Dalam Kotbahnya Romo Kesar sapaan akrabnya menyampaikan homili dengan perumpamaan Mukjizat pesta perkawinan di Kana.  Segala sesuatu memang telah dipersiapkan dengan matang, namun demikian tetap saja masih selalu ada kekurangan. Pesta Perjamuan di Kana mencerminkan apa yang menjadi kesulitan dan kekurangan serta bagaimana mencari jalan keluarnya.  Seperti Kata Bunda Maria, Buatlah, jangan ragu-ragu, di situ ada keyakinan dan harapan, yaitu Iman dan Harapan pada Tuhan. Gantungkan kepercayaan pada Yesus bukan pada harta benda, memang Allah mengabulkan doa kita bukan dengan instan melainkna melalui proses yang panjang.” katanya.
“Segala sesuatu memang telah dipersiapkan dengan matang, namun demikian tetap saja masih selalu ada kekurangan. Pesta Perjamuan di Kana mencerminkan apa yang menjadi kesulitan dan kekurangan serta bagaimana mencari jalan keluarnya. Seperti Kata Bunda Maria, Buatlah, jangan ragu-ragu, di situ ada keyakinan dan harapan, yaitu Iman dan Harapan pada Tuhan. “
Lebih lanjut, Romo mengatakan: “Kita diajak memberitakan Kabar Baik, memanggul Salib, dan menyangkal diri. Apa yang kita miliki adalah titipan Tuhan, lepaskalah hal-hal yang mengikat seperti Jabatan, duniawi, amarah, dendam, harta, kita  percaya Tuhan  akan menutupi kekurangan.”  katanya dengan penuh semangat.

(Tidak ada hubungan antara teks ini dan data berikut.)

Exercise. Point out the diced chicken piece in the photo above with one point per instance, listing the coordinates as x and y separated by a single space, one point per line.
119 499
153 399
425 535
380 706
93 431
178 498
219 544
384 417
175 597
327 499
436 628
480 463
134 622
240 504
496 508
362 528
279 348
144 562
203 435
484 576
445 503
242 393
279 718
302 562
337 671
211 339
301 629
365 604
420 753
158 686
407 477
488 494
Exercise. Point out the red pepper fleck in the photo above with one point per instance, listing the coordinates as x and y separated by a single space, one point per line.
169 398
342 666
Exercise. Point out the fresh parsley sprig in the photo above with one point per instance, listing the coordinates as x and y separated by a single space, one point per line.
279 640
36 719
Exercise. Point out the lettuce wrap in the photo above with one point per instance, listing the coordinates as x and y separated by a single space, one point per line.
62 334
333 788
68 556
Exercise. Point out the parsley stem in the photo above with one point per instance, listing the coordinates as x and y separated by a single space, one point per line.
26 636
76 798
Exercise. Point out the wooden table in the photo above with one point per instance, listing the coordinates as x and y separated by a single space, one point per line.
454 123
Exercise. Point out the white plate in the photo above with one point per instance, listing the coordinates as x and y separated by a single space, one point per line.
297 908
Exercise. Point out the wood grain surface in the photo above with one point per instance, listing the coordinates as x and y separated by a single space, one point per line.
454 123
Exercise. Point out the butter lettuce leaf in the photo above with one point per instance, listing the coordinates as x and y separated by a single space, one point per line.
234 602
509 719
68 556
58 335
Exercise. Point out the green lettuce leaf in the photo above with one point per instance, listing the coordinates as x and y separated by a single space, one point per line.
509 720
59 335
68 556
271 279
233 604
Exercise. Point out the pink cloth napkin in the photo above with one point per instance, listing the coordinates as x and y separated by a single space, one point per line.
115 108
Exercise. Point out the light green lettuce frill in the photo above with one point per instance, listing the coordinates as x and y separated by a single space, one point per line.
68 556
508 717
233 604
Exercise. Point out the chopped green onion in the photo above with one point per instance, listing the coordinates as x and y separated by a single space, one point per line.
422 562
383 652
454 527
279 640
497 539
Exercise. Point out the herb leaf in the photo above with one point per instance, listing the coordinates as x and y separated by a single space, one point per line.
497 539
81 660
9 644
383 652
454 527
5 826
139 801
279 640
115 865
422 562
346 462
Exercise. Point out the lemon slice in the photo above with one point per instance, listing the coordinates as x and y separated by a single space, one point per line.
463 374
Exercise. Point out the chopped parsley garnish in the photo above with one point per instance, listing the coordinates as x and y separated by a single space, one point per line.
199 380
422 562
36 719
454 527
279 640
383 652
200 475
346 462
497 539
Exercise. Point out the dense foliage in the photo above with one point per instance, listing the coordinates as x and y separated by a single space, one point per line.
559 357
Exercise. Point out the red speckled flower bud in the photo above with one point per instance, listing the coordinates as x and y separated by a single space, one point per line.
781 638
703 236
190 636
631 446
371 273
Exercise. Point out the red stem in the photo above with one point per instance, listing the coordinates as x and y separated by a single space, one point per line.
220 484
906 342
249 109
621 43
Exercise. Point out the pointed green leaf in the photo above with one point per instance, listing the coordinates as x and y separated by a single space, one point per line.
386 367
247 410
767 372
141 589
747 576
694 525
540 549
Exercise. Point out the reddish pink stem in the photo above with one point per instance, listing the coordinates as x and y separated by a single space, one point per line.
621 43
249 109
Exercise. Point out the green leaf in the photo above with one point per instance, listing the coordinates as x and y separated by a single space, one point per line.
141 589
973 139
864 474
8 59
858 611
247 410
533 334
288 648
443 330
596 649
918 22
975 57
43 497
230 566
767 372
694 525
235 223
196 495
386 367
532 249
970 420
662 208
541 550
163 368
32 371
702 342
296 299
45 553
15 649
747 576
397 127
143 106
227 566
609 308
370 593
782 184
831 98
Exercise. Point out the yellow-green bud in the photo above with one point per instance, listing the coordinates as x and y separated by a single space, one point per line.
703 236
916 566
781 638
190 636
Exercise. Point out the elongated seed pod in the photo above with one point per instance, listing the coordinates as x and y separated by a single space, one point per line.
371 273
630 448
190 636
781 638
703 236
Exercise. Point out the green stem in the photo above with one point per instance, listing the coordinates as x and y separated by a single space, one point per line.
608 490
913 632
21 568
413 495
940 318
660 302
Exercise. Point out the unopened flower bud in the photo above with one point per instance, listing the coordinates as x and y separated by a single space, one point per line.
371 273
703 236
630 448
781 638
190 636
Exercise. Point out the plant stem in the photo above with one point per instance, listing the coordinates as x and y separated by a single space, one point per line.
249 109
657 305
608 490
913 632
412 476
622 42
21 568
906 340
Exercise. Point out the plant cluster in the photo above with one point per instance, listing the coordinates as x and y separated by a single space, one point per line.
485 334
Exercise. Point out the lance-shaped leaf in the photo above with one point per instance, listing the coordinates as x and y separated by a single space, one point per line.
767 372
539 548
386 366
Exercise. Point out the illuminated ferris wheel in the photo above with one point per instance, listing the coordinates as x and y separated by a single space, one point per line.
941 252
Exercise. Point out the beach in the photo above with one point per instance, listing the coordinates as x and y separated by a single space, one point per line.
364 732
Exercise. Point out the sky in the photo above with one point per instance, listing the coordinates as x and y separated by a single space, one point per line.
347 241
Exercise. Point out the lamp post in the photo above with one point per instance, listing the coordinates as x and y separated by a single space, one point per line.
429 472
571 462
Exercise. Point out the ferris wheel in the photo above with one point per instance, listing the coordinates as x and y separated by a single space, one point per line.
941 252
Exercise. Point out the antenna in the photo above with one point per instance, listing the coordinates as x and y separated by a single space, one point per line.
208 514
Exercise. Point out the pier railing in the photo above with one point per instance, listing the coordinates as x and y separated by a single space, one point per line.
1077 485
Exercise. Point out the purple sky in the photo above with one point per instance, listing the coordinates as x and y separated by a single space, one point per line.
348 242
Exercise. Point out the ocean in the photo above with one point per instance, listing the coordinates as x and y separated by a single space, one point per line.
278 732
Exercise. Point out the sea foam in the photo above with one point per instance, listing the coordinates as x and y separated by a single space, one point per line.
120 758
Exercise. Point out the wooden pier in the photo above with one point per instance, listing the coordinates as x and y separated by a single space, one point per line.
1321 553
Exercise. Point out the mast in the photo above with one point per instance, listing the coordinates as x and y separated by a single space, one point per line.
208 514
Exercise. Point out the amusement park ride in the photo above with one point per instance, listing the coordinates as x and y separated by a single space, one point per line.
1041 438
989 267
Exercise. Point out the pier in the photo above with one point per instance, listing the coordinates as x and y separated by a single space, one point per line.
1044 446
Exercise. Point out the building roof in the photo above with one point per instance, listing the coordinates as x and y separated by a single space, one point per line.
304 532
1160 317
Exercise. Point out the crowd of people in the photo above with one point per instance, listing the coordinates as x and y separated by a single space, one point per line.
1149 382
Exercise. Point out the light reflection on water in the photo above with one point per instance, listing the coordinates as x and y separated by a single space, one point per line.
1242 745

Peserta perayaan natal lansia sedang registrasi oleh panitia Foto: Frans
Romo Kesar berharap para bapak/ibu lansia tidak sekadar kumpul-kumpul saja melainkan menimba Iman. Romo Kesar juga mengharapkan ada program/ kegiatan/aktivitas rutin setiap bulan minimal satu bulan sekali di luar kegiatan doa, yaitu diadakan kegiatan seperti bersih-bersih gereja, menyirami taman, dan lain sebagainya. Romo Kesar juga minta kepada bapak/ibu lansia turut mendoakan pembangunan Gedung Karya Pastoral dengan diberikan kado spesial berupa Rosario kepada beberapa Bapak/ibu lansia. Misa kudus selesai pada pukul 10.30 dan acara dilanjutkan dengan sambutan dari Ibu Agnest selaku ketua lansia Adi Yuswo.

Dalam sambutannya ibu Agnest menyampaikan akan diadakan program rutin bagi lansia di antaranya Posyandu untuk lansia dan Senam THM. Acara dilanjutkan dengan ramah tamah, dalam acara ramah tamah diisi dengan hiburan dari oma opa dengan membawakan
lagu-lagu kenangan dan ada pula yang membawakan   puisi. Seperti puisi yang dibawakan oleh opa-opa dengan judul “Ketika aku tua”. Oma dan opa terlihat sangat bahagia dan bergembira dapat berkumpul dan merayakan natal bersama dengan teman-temannya.

Petugas sedang mendata ulang para peserta program pendidikan yang selama ini dilaksankan oleh PSE. Photo by Frans
.
Setelah perayaan Natal di halaman Gereja, acara dilanjutkan dengan pembagian dana bantuan pendidikan bagi keluarga binaan PSE serta dilakukan data ulang dan verifikasi data anak santun yang nantinya dialihkan ke program ASAK. Saat ini terdapat sekitar 84 anak Sekolah SD sampai dengan SLTA yang dibantu biaya pendidikannya. Menurut pak Bambang selaku Ketua ASAK Santo Albertus, ASAK akan soft lounching pada bulan Maret 2017, yang nantinya juga akan mengambil alih anak anak ASAK yang selama ini masih disantuni dari ASAK Santa Clara yang berjumlah 19 untuk anak Ayo Sekolah dan 6 Ayo Kuliah. Para peserta  Natal bersama Lansia dan keluarga Binaan PSE menikmati jalannya acara ini dengan baik hingga selesai pada pukul 12 siang. Semoga di lain waktu, kebahagiaan dan kebersamaan ini dapat terus berlanjut dan semoga Tuhan selalu mendampingi juga memberi kesehatan bagi para bapak ibu lansia.